Mark Strawbridge, principal of St. Pius X School in Aurora, is in his third year as league director for the Catholic Schools Athletic League that launched 20 years ago. He does the majority of PLACT training throughout the archdiocese.

“So much of the material can be related not only to the playing field, but to the classroom and life in general,” he said.

Nearly 95 percent of coaches—whose required course is three hours—said they would recommend the clinic to others and close to 70 percent said the clinic changed their approach to coaching.

“Coaches are basically youth ministers,” Thompson said. “In embracing the PLACT philosophy they are teaching students to make the best of the gifts that God’s given them.”

Faith formation should be expected in all aspects of Catholic education, according to Strawbridge, including the athletic field or court.

“Sports are not separate from life,” he said. “But part of life.”

In that spirit of family life, the Archdiocese of Denver also changed the policy on Sunday activities in 2008. Since that time, no athletic games or activities sponsored by the CSAL can be scheduled on Sundays or holidays.

“It was a difficult transition,” Thompson said of the gradual process, “but it was good for the betterment of families.”

Lessons discovered, or rediscovered, in PLACT can also help families, Strawbridge said.

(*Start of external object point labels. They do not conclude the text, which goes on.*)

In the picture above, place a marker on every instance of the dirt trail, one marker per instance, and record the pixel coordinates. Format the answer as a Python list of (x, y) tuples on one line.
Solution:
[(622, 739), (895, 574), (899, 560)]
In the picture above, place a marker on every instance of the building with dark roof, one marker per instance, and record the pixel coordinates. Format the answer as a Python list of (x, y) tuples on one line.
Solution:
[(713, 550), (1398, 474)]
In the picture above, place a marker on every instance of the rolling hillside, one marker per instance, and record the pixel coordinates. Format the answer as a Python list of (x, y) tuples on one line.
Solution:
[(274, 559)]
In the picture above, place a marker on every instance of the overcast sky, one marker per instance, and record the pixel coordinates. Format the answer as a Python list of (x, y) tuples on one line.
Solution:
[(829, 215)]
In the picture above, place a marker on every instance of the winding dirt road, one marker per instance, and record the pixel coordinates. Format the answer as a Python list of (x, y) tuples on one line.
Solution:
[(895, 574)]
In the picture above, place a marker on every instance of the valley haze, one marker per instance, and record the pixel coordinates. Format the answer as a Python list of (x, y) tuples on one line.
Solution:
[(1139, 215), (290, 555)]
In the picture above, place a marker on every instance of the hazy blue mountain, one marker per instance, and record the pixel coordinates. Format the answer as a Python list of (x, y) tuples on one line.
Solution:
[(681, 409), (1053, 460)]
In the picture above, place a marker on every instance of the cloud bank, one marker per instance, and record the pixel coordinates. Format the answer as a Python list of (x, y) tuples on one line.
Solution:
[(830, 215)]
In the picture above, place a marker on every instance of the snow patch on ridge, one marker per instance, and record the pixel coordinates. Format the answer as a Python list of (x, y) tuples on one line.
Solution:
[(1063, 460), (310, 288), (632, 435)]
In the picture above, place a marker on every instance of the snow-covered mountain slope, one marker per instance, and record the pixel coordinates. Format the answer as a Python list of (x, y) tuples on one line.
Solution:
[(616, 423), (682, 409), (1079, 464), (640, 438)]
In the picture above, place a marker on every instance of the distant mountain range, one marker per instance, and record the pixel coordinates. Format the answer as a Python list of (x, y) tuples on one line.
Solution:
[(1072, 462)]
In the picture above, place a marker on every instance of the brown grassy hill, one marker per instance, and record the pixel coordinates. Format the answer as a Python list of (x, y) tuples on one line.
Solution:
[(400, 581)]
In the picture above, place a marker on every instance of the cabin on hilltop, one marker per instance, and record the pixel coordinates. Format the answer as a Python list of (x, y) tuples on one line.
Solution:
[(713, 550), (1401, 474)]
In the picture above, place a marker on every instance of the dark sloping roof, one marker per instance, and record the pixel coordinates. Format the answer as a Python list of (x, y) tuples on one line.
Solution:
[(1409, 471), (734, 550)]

“We try to empower families to take back their (athletic) experience,” he said, by changing the culture, improving communication and building character. “It can really be used in how we communicate with our children, and create goals for them.”

Sports are part of the new evangelization, Sheehan said.

“Sports are important,” she said. “Where are kids? They’re on the sports fields. By making sports part of evangelization… we can create community on a team.”

Since launching nationwide clinics in 2006, the program has reached more than 1,000 sports organizations in 36 states. Ninety percent of the organizations are Catholic schools. In the Denver Archdiocese, 1,215 coaches have received PLACT training, and 1,566 parents.